This repo is being made available as a static archive. It has been released by Fidelity Investments under the Apache 2.0 license, and will not receive updates. If you have questions, please contact [email protected].
BoolXAI (MAKE'23, ArXiv'23) is a research library for Explainable AI (XAI) based on expressive Boolean formulas that allow And, Or, Choose(k), AtMost(k), and AtLeast(k) operators.
The Boolean formula defines a rule with tunable complexity (or interpretability), according to which input data are classified. Such a formula can include any operator that can be applied to one or more Boolean variables, thus providing higher expressiveness compared to more rigid rule-based and tree-based approaches. The classifier is trained using native local optimization techniques, efficiently searching the space of feasible formulas. For a high-level introduction, see the Fidelity blogpost, and for a technical introduction, see the Amazon AWS blogpost.
BoolXAI is developed by Amazon Quantum Solutions Lab, the FCAT Quantum and Future Computing Incubator, and the AI Center of Excellence at Fidelity Investments. Documentation is available at fidelity.github.io/boolxai.
The heart of BoolXAI is the rule classifier (BoolXAI.RuleClassifier
), which can be
used as an interpretable ML model for binary classification. Note that the input data
must be binarized. Here's a simple example showing the basic usage. For additional
examples, including advanced usage, see the Usage Examples.
import numpy as np
from sklearn.metrics import balanced_accuracy_score
from boolxai import BoolXAI, Operator
# Create random toy data for binary classification. X and y must be binary!
rng = np.random.default_rng(seed=42)
X = rng.choice([0, 1], size=(100, 10))
y = rng.choice([0, 1], size=100)
# Rule classifier with maximum depth, complexity, possible operators
rule_classifier = BoolXAI.RuleClassifier(max_depth=3,
max_complexity=6,
operators=[Operator.And, Operator.Or, Operator.Choose, Operator.AtMost, Operator.AtLeast],
random_state=42)
# Learn the best rule
rule_classifier.fit(X, y)
# Best rule and best score
best_rule = rule_classifier.best_rule_
best_score = rule_classifier.best_score_
print(f"{best_rule=} {best_score=:.2f}")
# The depth of a rule is the number of edges in the longest path from the root to any leaf/literal.

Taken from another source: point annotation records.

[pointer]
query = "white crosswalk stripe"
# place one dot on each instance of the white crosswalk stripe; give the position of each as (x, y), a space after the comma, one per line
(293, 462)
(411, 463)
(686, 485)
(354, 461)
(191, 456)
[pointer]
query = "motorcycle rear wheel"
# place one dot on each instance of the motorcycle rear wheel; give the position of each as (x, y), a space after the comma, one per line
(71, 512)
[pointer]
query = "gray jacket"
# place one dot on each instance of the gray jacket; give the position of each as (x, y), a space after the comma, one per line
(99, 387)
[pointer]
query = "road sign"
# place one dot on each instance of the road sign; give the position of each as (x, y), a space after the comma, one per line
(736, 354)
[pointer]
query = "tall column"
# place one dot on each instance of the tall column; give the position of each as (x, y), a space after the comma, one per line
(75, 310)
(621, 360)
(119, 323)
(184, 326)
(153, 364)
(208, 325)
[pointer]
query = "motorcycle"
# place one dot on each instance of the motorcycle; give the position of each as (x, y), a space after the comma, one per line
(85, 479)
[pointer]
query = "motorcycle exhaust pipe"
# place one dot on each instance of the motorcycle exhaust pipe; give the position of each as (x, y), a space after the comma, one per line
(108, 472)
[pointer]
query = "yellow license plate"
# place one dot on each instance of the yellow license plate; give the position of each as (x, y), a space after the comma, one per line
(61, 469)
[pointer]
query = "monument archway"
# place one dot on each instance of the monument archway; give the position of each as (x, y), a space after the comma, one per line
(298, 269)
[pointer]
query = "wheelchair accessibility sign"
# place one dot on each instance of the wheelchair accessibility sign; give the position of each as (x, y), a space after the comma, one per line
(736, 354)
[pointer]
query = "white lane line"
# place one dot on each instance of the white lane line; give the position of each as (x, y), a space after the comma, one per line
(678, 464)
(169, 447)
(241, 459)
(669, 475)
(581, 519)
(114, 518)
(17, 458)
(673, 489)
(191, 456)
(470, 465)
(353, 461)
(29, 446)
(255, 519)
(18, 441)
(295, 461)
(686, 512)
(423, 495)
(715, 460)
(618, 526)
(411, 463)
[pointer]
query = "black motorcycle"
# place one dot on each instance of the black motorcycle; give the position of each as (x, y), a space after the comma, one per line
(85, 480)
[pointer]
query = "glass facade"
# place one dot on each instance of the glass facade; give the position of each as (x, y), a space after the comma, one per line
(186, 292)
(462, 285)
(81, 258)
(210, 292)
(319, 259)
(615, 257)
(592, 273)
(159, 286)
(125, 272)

# The complexity of a rule is the total number of operators and literals.
print(f"depth={best_rule.depth()} complexity={best_rule.complexity()}")
# Predict and score
y_pred = rule_classifier.predict(X)
score = balanced_accuracy_score(y, y_pred)
print(f"{score=:.2f}")
# It is also possible to plot the best rule --requires installing plot dependencies
best_rule.plot()
# or get a networkx.DiGraph representation of the rule --requires installing plot dependencies
G = best_rule.to_graph()
print(G)
- Training a rule classifier
- Interpreting and visualizing the rules
- Number of starts (num_starts)
- Bagging (max_samples)
- Parallelization (num_jobs)
- Cross-Validation
- Pareto frontier (max_complexity)
- Boolean operators
- Custom operators
- Partial optimization (base_rule)
- Boosting
- Multi-label classification
- Multi-class classification
We recommend installing BoolXAI in a virtual environment.
It can be installed from PyPI using:
pip install boolxai
Alternatively, clone this repo and use:
pip install -e .
In order to plot the best rule and get its networkx graph, additional dependencies are required, which can be installed using:
pip install boolxai[plot]
In order to run the Notebook Usage Examples, additional dependencies are required, which can be installed using:
pip install -r notebooks/requirements.txt
Note that it's recommended to create a Jupyter notebook kernel for this repository and run the notebooks using it, for example:
python3 -m ipykernel install --user --name boolxai
This library requires Python 3.8+.
See requirements.txt for dependencies. For plotting, see requirements_plot.txt and graphviz
must be installed separately (see instructions) - it cannot be installed using pip
.
If you use BoolXAI in a publication, please cite it as:
@Article{boolxai2023,
AUTHOR = {Rosenberg, Gili and Brubaker, John Kyle and Schuetz, Martin J. A. and Salton, Grant and Zhu, Zhihuai and Zhu, Elton Yechao and Kadıoğlu, Serdar and Borujeni, Sima E. and Katzgraber, Helmut G.},
TITLE = {Explainable Artificial Intelligence Using Expressive Boolean Formulas},
JOURNAL = {Machine Learning and Knowledge Extraction},
VOLUME = {5},
YEAR = {2023},
NUMBER = {4},
PAGES = {1760--1795},
URL = {https://www.mdpi.com/2504-4990/5/4/86},
ISSN = {2504-4990},
DOI = {10.3390/make5040086}
}
Please submit bug reports, questions, and feature requests as GitHub Issues.
BoolXAI is licensed under the Apache License 2.0.